Background Despite the clinical evidence that androgens stimulate sebaceous lipids, androgens in vitro have shown no similar effects. This contradiction led to the assumption that cofactors may be required for lipid regulation and peroxisome proliferator‐activated receptor (PPAR) ligands were suggested to be adequate candidates.

Objectives The influence of testosterone and linoleic acid, a PPAR ligand, as single agents and in combination with of LY191704, a 5α‐reductase type I inhibitor, was examined on 5α‐dihydrotestosterone (5α‐DHT) synthesis and lipid content in human SZ95 sebocytes.

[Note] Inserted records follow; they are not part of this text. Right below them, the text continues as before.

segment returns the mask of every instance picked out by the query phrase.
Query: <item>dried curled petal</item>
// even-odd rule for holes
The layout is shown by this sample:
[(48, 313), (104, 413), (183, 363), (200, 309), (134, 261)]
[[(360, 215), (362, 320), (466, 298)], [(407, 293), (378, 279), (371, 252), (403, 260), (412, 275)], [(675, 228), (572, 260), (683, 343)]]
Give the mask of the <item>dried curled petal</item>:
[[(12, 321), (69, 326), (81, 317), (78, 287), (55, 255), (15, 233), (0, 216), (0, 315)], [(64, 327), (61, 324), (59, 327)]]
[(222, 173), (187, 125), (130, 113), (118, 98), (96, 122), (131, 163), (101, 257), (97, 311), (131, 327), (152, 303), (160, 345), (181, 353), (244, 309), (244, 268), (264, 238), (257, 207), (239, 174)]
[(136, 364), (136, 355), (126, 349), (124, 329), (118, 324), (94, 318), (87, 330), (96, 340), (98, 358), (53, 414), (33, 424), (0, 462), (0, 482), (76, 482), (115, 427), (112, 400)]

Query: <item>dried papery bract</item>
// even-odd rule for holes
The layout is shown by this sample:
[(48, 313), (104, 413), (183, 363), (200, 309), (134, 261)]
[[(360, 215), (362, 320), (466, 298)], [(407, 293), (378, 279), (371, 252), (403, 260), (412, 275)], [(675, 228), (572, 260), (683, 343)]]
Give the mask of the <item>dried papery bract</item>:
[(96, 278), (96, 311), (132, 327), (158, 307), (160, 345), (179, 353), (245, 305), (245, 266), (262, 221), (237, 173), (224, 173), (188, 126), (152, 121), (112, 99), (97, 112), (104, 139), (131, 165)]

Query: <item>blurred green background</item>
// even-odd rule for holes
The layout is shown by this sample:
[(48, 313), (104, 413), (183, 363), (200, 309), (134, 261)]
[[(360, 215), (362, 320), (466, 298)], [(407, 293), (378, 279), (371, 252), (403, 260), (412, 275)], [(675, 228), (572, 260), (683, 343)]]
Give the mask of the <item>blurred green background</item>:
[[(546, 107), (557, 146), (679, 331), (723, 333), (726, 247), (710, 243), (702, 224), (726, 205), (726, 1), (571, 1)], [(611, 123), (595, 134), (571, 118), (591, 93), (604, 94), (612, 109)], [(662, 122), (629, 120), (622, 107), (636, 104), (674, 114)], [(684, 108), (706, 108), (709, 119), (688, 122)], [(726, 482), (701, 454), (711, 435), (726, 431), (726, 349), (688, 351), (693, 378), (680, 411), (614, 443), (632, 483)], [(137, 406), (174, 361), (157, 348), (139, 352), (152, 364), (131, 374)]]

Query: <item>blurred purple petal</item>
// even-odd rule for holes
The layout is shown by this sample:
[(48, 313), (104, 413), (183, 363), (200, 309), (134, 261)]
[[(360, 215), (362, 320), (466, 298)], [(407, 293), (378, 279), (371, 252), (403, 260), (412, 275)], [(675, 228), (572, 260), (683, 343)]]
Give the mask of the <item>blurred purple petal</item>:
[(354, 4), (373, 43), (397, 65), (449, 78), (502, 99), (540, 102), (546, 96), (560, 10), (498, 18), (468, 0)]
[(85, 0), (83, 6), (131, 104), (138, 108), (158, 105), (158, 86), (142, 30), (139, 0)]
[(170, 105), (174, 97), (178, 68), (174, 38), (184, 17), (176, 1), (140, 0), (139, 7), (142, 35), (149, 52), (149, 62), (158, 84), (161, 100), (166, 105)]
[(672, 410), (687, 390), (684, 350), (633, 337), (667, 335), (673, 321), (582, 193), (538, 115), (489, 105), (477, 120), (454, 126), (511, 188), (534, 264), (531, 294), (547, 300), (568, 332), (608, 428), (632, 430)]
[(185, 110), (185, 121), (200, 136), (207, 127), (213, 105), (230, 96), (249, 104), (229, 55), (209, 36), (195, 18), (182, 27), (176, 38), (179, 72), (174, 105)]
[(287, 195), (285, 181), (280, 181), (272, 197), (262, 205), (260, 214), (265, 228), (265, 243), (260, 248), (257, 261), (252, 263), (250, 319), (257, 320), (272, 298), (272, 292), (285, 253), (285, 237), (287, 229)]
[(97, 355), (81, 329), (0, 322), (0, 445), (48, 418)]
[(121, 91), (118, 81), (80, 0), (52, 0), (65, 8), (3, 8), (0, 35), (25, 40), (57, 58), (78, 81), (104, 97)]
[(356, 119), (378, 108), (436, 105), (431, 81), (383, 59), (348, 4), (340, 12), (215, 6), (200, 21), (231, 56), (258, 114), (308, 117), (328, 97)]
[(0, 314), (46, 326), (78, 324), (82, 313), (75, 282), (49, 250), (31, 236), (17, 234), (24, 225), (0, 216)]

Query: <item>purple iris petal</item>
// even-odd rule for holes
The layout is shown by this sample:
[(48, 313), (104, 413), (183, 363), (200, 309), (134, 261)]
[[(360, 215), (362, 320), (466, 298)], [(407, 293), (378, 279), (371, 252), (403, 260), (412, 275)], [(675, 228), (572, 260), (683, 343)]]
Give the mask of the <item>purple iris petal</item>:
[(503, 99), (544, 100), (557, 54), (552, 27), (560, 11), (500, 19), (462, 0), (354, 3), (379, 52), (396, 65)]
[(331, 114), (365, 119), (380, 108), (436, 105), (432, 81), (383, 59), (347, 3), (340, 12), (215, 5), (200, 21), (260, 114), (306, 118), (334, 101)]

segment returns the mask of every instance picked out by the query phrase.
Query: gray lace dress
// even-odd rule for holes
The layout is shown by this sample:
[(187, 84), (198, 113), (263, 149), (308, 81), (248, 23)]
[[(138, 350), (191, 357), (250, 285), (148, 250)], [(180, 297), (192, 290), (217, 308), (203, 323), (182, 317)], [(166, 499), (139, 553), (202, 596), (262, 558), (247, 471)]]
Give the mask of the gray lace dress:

Methods Cell proliferation and viability were measured by the 4‐methylumbelliferyl heptanoate fluorescence assay and by the Boehringer Lactate Dehydrogenase Assay kit, respectively. 5α‐DHT enzyme‐linked immunosorbent assay was used for the detection of 5α‐DHT synthesis in cell supernatants after treatment, whereas lipid production was documented by means of the Nile red lipid microassay and fluorescence microscopy.

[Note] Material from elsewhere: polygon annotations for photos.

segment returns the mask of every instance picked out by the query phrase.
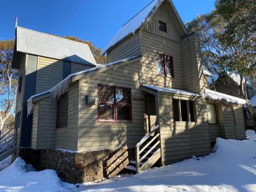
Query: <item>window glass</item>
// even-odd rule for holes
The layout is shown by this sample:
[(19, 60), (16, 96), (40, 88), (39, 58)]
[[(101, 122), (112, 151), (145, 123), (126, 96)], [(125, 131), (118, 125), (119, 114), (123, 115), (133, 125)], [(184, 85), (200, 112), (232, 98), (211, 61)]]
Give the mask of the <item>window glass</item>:
[(65, 94), (60, 97), (58, 101), (57, 117), (57, 127), (68, 126), (68, 116), (69, 112), (69, 97)]
[(170, 57), (165, 57), (165, 66), (166, 66), (166, 75), (172, 76), (172, 65)]
[(189, 114), (190, 116), (190, 121), (191, 122), (195, 122), (195, 114), (194, 111), (194, 102), (192, 101), (188, 101), (188, 104), (189, 105)]
[(117, 88), (116, 89), (116, 102), (122, 103), (130, 102), (130, 93), (129, 89)]
[(248, 110), (244, 111), (244, 118), (245, 119), (249, 119), (251, 118), (251, 115)]
[(186, 101), (184, 100), (180, 100), (180, 109), (181, 111), (181, 121), (188, 121)]
[(115, 102), (115, 88), (106, 86), (98, 86), (99, 101)]
[(99, 117), (101, 119), (114, 119), (114, 105), (100, 104)]
[(174, 112), (174, 121), (179, 121), (179, 100), (178, 99), (173, 99), (173, 111)]
[(164, 75), (164, 56), (157, 54), (157, 74)]
[(130, 120), (130, 106), (117, 106), (117, 120)]
[(207, 103), (208, 122), (209, 124), (217, 123), (215, 105), (213, 104)]

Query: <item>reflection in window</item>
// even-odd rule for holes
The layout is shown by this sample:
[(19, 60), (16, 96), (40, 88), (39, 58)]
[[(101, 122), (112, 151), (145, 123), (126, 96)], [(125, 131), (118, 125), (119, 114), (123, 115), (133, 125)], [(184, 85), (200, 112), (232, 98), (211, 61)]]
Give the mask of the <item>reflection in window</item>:
[(216, 124), (216, 112), (215, 111), (215, 105), (214, 104), (207, 103), (207, 110), (208, 115), (208, 122), (209, 124)]
[(98, 120), (131, 121), (131, 89), (98, 86)]

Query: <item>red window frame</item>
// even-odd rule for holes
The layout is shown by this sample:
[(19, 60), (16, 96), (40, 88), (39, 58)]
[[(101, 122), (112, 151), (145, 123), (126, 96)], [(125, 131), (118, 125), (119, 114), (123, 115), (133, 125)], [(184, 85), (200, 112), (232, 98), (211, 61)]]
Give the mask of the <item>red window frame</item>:
[[(158, 28), (159, 29), (159, 31), (164, 32), (165, 33), (167, 33), (167, 26), (166, 26), (166, 23), (161, 22), (161, 20), (158, 21), (158, 25), (159, 25), (159, 27)], [(161, 30), (160, 28), (160, 25), (163, 25), (164, 26), (164, 29), (163, 30)]]
[[(163, 59), (164, 75), (163, 75), (161, 74), (158, 74), (157, 75), (161, 75), (161, 76), (165, 76), (165, 77), (174, 78), (174, 57), (172, 56), (166, 55), (166, 54), (162, 54), (162, 53), (157, 53), (157, 55), (162, 55), (164, 57), (164, 59)], [(166, 66), (165, 64), (165, 60), (166, 60), (166, 57), (169, 57), (169, 58), (170, 59), (170, 68), (171, 68), (170, 70), (172, 70), (172, 74), (170, 76), (167, 75), (166, 74)]]
[[(98, 98), (99, 98), (99, 86), (108, 86), (114, 88), (114, 102), (109, 102), (105, 101), (100, 101), (98, 100), (98, 122), (132, 122), (132, 92), (131, 89), (130, 88), (125, 88), (120, 86), (111, 86), (107, 84), (98, 84)], [(130, 103), (122, 103), (116, 102), (116, 90), (117, 88), (126, 89), (128, 89), (130, 92)], [(105, 105), (113, 105), (114, 106), (114, 119), (100, 119), (99, 116), (99, 106), (101, 104), (104, 104)], [(118, 120), (117, 119), (117, 107), (118, 106), (129, 106), (129, 117), (130, 119), (127, 120)]]

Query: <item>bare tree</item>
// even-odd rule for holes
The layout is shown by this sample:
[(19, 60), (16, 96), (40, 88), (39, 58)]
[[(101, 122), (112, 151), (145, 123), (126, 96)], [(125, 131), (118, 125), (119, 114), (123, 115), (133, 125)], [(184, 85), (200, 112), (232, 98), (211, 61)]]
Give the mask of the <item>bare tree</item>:
[(0, 41), (0, 136), (15, 106), (17, 73), (11, 68), (13, 45), (13, 41)]

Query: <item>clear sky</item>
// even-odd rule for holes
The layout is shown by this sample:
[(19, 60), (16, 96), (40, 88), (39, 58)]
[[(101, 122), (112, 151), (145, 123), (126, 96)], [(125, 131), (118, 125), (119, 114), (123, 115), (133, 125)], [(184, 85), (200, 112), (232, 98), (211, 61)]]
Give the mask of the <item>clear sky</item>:
[[(152, 0), (6, 0), (1, 2), (0, 40), (14, 38), (18, 25), (61, 36), (75, 36), (102, 49)], [(184, 23), (209, 12), (214, 0), (173, 0)]]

Results Testosterone promoted 5α‐DHT synthesis (P < 0·001), whereas linoleic acid increased sebaceous lipids (P < 0·001). The combination of testosterone and linoleic acid exhibited a synergistic effect on the synthesis of 5α‐DHT (P < 0·01 vs. testosterone) and sebaceous lipids (P < 0·01 vs. linoleic acid). Furthermore, LY191704 reduced 5α‐DHT and sebaceous lipid levels (P < 0·01 and P < 0·001 in comparison with testosterone/linoleic acid, respectively). Cell proliferation and viability remained unchanged under treatment with all compounds tested.

Conclusions These data suggest a catalytic effect of PPAR ligands on cellular testosterone activation by 5α‐reduction and the importance of the latter for the regulation of sebaceous lipids.